Rédigé par Propos recueillis par la rédaction | Jeudi 24 Août 2006 à 15:40

           

Jean-Baptiste Eyraud est le président de l'association Droit au Logement. Il a suivi de près l'affaire des familles de Cachan, évacuées de force par la police après leur squat d'un immeuble. Pour mieux comprendre cette affaire, il nous explique les raisons du blocage actuel et les moyens d'en sortir.



Jean-Baptiste Eyraud est le président de Droit au Logement
Jean-Baptiste Eyraud est le président de Droit au Logement

Saphirnews.com : Quelle était la situation des familles de Cachan avant leur évacuation forcée ?

Jean-Baptiste Eyraud : Ces familles squattaient un immeuble qui appartenait à un loueur de logements à des étudiants du CROUS, une structure semi-publique. L’immeuble était promis à la démolition et comptait 400 chambres. Depuis quatre ans ces familles vivaient là dans des conditions assez précaires.

Des discussions ont été engagées pendant plusieurs mois avec la préfecture. Elles ont bloquées sur deux points. D’une part, la régularisation des sans-papiers ou la mise en place d’un processus de régularisation pour une partie d’entre eux sans fermer la porte aux autres. D’autre part, le relogement de tout le monde. Cette situation est classique avec des gens pauvres qui travaillent mais gagnent peu, ont besoin d’un logement social et, parmi eux, des sans-papiers.

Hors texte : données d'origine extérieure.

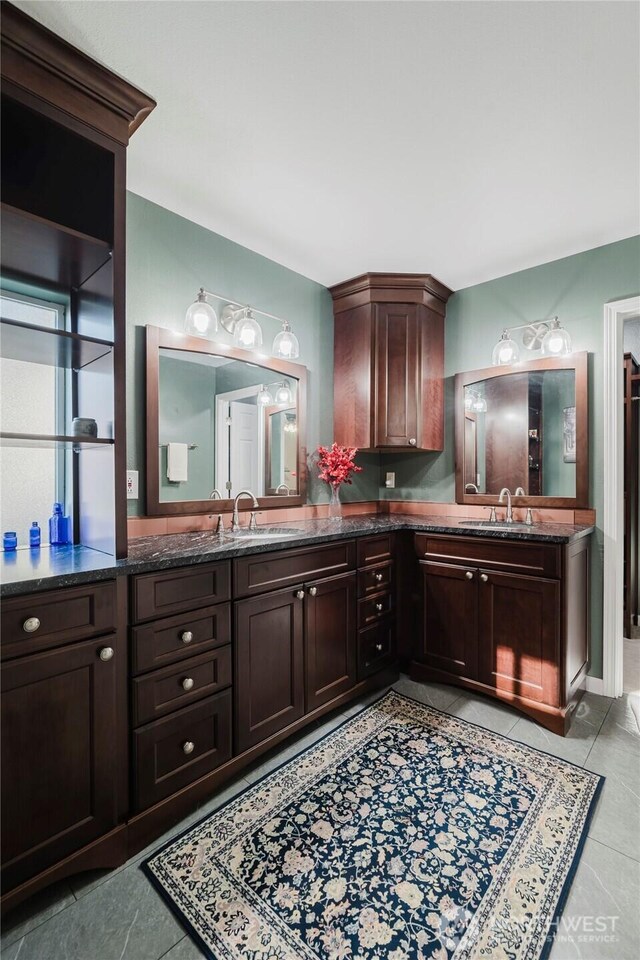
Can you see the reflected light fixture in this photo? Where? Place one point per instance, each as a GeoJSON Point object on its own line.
{"type": "Point", "coordinates": [238, 319]}
{"type": "Point", "coordinates": [283, 393]}
{"type": "Point", "coordinates": [201, 320]}
{"type": "Point", "coordinates": [285, 343]}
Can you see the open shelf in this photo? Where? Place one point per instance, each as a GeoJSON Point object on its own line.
{"type": "Point", "coordinates": [50, 440]}
{"type": "Point", "coordinates": [55, 348]}
{"type": "Point", "coordinates": [40, 250]}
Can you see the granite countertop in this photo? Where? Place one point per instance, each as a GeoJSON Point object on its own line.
{"type": "Point", "coordinates": [26, 571]}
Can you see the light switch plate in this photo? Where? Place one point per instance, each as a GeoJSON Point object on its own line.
{"type": "Point", "coordinates": [132, 484]}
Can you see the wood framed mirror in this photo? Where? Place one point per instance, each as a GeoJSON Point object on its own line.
{"type": "Point", "coordinates": [221, 418]}
{"type": "Point", "coordinates": [524, 427]}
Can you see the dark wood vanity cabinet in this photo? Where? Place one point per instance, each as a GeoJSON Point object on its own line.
{"type": "Point", "coordinates": [389, 361]}
{"type": "Point", "coordinates": [508, 618]}
{"type": "Point", "coordinates": [64, 753]}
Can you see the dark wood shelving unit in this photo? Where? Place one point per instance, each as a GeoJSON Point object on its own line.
{"type": "Point", "coordinates": [51, 347]}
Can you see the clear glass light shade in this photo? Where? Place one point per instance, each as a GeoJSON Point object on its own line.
{"type": "Point", "coordinates": [200, 320]}
{"type": "Point", "coordinates": [285, 344]}
{"type": "Point", "coordinates": [556, 341]}
{"type": "Point", "coordinates": [283, 393]}
{"type": "Point", "coordinates": [505, 351]}
{"type": "Point", "coordinates": [248, 332]}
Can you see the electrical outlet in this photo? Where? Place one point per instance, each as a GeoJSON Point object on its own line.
{"type": "Point", "coordinates": [132, 484]}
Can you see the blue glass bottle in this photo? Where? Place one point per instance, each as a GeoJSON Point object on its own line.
{"type": "Point", "coordinates": [58, 526]}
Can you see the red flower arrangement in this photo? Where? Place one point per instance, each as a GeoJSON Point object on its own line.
{"type": "Point", "coordinates": [336, 464]}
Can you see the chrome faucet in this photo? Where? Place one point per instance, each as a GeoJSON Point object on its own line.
{"type": "Point", "coordinates": [509, 517]}
{"type": "Point", "coordinates": [235, 519]}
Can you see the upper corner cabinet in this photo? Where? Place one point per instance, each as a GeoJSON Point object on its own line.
{"type": "Point", "coordinates": [389, 361]}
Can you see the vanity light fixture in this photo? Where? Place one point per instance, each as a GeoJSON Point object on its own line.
{"type": "Point", "coordinates": [238, 320]}
{"type": "Point", "coordinates": [546, 335]}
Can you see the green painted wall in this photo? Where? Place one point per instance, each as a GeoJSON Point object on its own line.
{"type": "Point", "coordinates": [168, 259]}
{"type": "Point", "coordinates": [575, 288]}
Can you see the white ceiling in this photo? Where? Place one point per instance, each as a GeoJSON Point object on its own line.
{"type": "Point", "coordinates": [467, 140]}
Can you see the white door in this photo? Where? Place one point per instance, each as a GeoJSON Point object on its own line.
{"type": "Point", "coordinates": [244, 461]}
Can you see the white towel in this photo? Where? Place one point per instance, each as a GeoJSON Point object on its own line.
{"type": "Point", "coordinates": [177, 462]}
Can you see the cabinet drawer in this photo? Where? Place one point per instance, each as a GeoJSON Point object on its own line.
{"type": "Point", "coordinates": [160, 594]}
{"type": "Point", "coordinates": [162, 760]}
{"type": "Point", "coordinates": [74, 613]}
{"type": "Point", "coordinates": [270, 571]}
{"type": "Point", "coordinates": [166, 641]}
{"type": "Point", "coordinates": [376, 648]}
{"type": "Point", "coordinates": [518, 556]}
{"type": "Point", "coordinates": [375, 579]}
{"type": "Point", "coordinates": [173, 687]}
{"type": "Point", "coordinates": [373, 608]}
{"type": "Point", "coordinates": [375, 549]}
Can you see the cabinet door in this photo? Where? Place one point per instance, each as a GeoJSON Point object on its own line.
{"type": "Point", "coordinates": [519, 635]}
{"type": "Point", "coordinates": [58, 755]}
{"type": "Point", "coordinates": [330, 638]}
{"type": "Point", "coordinates": [269, 666]}
{"type": "Point", "coordinates": [398, 386]}
{"type": "Point", "coordinates": [450, 618]}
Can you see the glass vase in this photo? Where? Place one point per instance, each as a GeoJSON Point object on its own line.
{"type": "Point", "coordinates": [335, 507]}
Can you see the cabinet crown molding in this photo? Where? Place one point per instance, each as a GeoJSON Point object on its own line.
{"type": "Point", "coordinates": [389, 288]}
{"type": "Point", "coordinates": [42, 63]}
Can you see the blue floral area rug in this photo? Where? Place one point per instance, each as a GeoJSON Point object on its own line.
{"type": "Point", "coordinates": [405, 834]}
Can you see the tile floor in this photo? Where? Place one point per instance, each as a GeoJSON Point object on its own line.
{"type": "Point", "coordinates": [116, 915]}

La Préfecture a refusé et a enterré la discussion par une position assez dure qui a abouti à l’expulsion qui, pour nous, est venu bien à propos pour confirmer les propos du ministre de l’intérieur, tenus 48 h avant.

Dans quelles conditions ont-elles été évacuées ?

J-B E : Une cinquante de personnes de personnes ont été interpellées et placées dans des centres de rétention. La répression a été assez dure. La police a donné l’assaut, a chargé. Il y a eu des violences, des blessés. Des plaintes vont être déposées par les personnes qui ont été malmenées. Ce n’est pas normal. La police n’a pas le droit d’user de la violence si elle n’est pas nécessaire et là, en l’occurrence, elle n’était pas nécessaire. Il y a eu excès de violence.

Après les brutalités policières, il a eu une petite pause. Les autorités se sont rendues compte qu’elles ont été un peu trop loin. A partir de là, le maire de Cachan a proposé d’accueillir les familles dans un gymnase.

Les familles ont refusées les propositions de placement en hôtels que la préfecture et la mairie leurs ont faites. Pourquoi ?

J-B E : Parce que les hôtels sont éloignés les uns des autres. Les familles sont à la merci d’une rafle, d’un contrôle. D’ailleurs, celles qui ont acceptées d’être hébergées en hôtels, sont l’objet de harcèlements policiers. D’autre part, la vie de famille en hôtel est très difficile. On ne peut pas faire à manger. Il faut avoir de quoi acheter de la nourriture pas trop chère, autour. C’est très exigu, surpeuplement, ce n’est pas adapté à la vie de famille.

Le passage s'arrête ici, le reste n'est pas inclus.